Jawbone, amidst rumors and evidence that the company is circling the drain, is apparently looking to a new, clinical grade wearable to save it. In any event, the company definitely acquired a highly clinically focused company, Spectros, last year, and appointed its CEO David Benaron as its Chief Medical Officer.

The list goes on and on. iHealth Labs, the Andon Health subsidiary that makes a range of FDA-cleared connected health devices including glucometers, blood pressure monitors, weight scales, and a forthcoming EKG device, announced iHealth Connect, its enterprise health management system at HIMSS this year. The system includes iHealth Gateway, a secure hub for collecting data from various iHealth devices in the home as well as software systems for diabetes management, outpatient care, and population health.

Philips is, in a sense, moving the other way, as the company has just launched a suite of consumer-facing health devicesbut it is also building out its population health strategy, through acquisitions like Wellcentive, an Atlanta, Georgia-based population health management software company. 

Apple's ventures into healthcare have followed a progression further and further into the enterprise, getting its foot into the proverbial door with HealthKit, then ResearchKit, and finally CareKit, while at the same time tackling enterprise healthcare directly through its partnership with IBM. Now rumor has it that the company is working on a totally new healthcare-focused device. 

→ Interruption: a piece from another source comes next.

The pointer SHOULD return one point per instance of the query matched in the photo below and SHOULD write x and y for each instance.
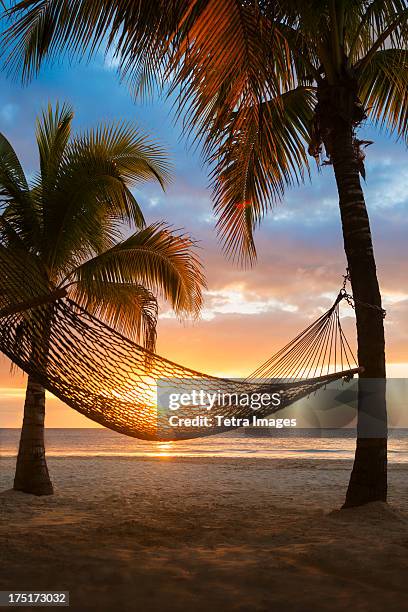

Apple's progression from HealthKit to CareKit actually bears closer examination as a microcosm for how all these companies might be hoping this goes. First, they released the Health app and HealthKit, which, while they had the capability to integrate with hospital systems' EHRs from the start, were pitched to consumers as a easier way to aggregate all their fitness and health tracking data from devices and apps.

Then ResearchKit built on HealthKit's capabilities and existing userbase, and brought that data into hospitals, but did so in the clinical research space, where regulation is lighter in some ways and the technology isn't life or death for patients. Apple itself told us as much.

“One way to think about ResearchKit is as the beginning of a pipeline that will lead to more apps that are screening, diagnostic, management and treatment apps,” Bud Tribble, MD, PhD, Vice President of Software Technology at Apple told MobiHealthNews last fall. "In fact, it is a necessary, essential first step to figure out what is needed to develop these apps -- what works and what doesn’t -- before you move into, ultimately, clinical study apps and clearance to use them for diagnosis and treatment.”

This is the stage Fitbit is at right now, as evidenced by its many clinical trials with Fitabase. Ultimately though, ResearchKit paved the way for CareKit, the company's most recent healthcare launch. It didn't take long at all for Apple to get from consumer tool to consumer-facing hospital tool, working with an impressive lineup of hospitals like University of Rochester Medical Center, UCSF, Stanford Medicine, Johns Hopkins Medicine, Emory Healthcare, and the Cleveland Clinic.

Healthcare has always been a big business, and as Fitbit's James Park said, it's an increasingly consumerized one. Hospitals are thinking more and more about patient experience. What better place to turn than devices and apps that have already proven themselves engaging and delightful in the direct-to-consumer world?